Pakdemirli'nin yanıtı aynen şöyle: "Konunun sizinle alakası yok diye düşünüyorum. Yine mi yanlış anlaşılmışız. Ali Ekber Bey tabii ki konuşacak. Şöyle bir durum var. Gıdayla ilgili herkes konuşuyor Türkiye'de. Konuşanların ekseriyesine baktığımız zaman bunların hep gizli ajandaları oluyor. Ya bir ürün üretiyorlar, ya bir ürün satıyorlar ya muayenehaneleri var. Türkiye'de de tribüne oynamak veya yalan söylemek güzel satıyor, bu anlamda. Bu alanda da bir düzenlemeye ihtiyaç var diye düşünüyorum. Tabii ki herkes çıkıp istediğini söyleyebilecek. Fikirlerle alakalı bir şey yok. Ama bu böyledir diye kesin köşelerle konuştuğunuz zaman peki arkadaş analitik olarak neden böyledir, verisi nedir, istatistiği nedir, bilimsel bir çalışması var mıdır diye de bir bilim kurulunun tavsiye kararı alabilme konusunda bir çalışması olacak. Biz bunu uzaydan getirmedik. Bütün batılı ülkelerde var.

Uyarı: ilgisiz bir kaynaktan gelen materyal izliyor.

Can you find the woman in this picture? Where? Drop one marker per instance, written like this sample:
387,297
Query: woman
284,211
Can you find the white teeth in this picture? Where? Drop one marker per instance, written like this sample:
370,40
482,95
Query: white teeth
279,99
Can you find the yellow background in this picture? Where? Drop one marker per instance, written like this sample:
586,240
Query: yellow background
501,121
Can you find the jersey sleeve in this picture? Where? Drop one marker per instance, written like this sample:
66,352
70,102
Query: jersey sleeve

Batılılaşalım diyoruz ama ondan sonra birileri de çıkıp diyor ki ya biz konuşamayacak mıyız? Elbette konuşacağız. Ama şunları unutmayalım siz yaş itibariyle hatırlarsınız. Ayçiçekyağını bu millete doktor reçetesi yazdırdılar. Ayçiçekyağı sağlıksız bir yağdır demek istemiyorum tabii ki ama doktor reçetesine yazılacak bir yağ değildir. Veya yumurtayı bize 40 sene yedirmediler, kolestrol olur diye. Ama sonra dediler ki ya yiyebilirsiniz yumurtanın kolesterol ile alakası yok. Bu ve bunun gibi örnekler çoğaltılabilir. Burada bu alanın düzenlenmesi lazım Çünkü gıdada da bilgi tağşişçileri var. Bilgi tağşişçilerinin de vatandaşı kandırmasının tüketicini kandırmasını doğru bulmuyorum. Gıda okuryazarlığının düşük olduğu bir memlekette ben bu konuda vatandaşın lehine çalışacak bir kurulun olmasını ciddi bir düzenleyici olmasını faydalı buluyorum. Burada gazeteciler, eğer Ali Ekber 'domates yemeyin kanser olursunuz' diye yazılar yazıyorsa. Ben rastlamadım ama Ali Ekber de o zaman zorlanacak diyelim."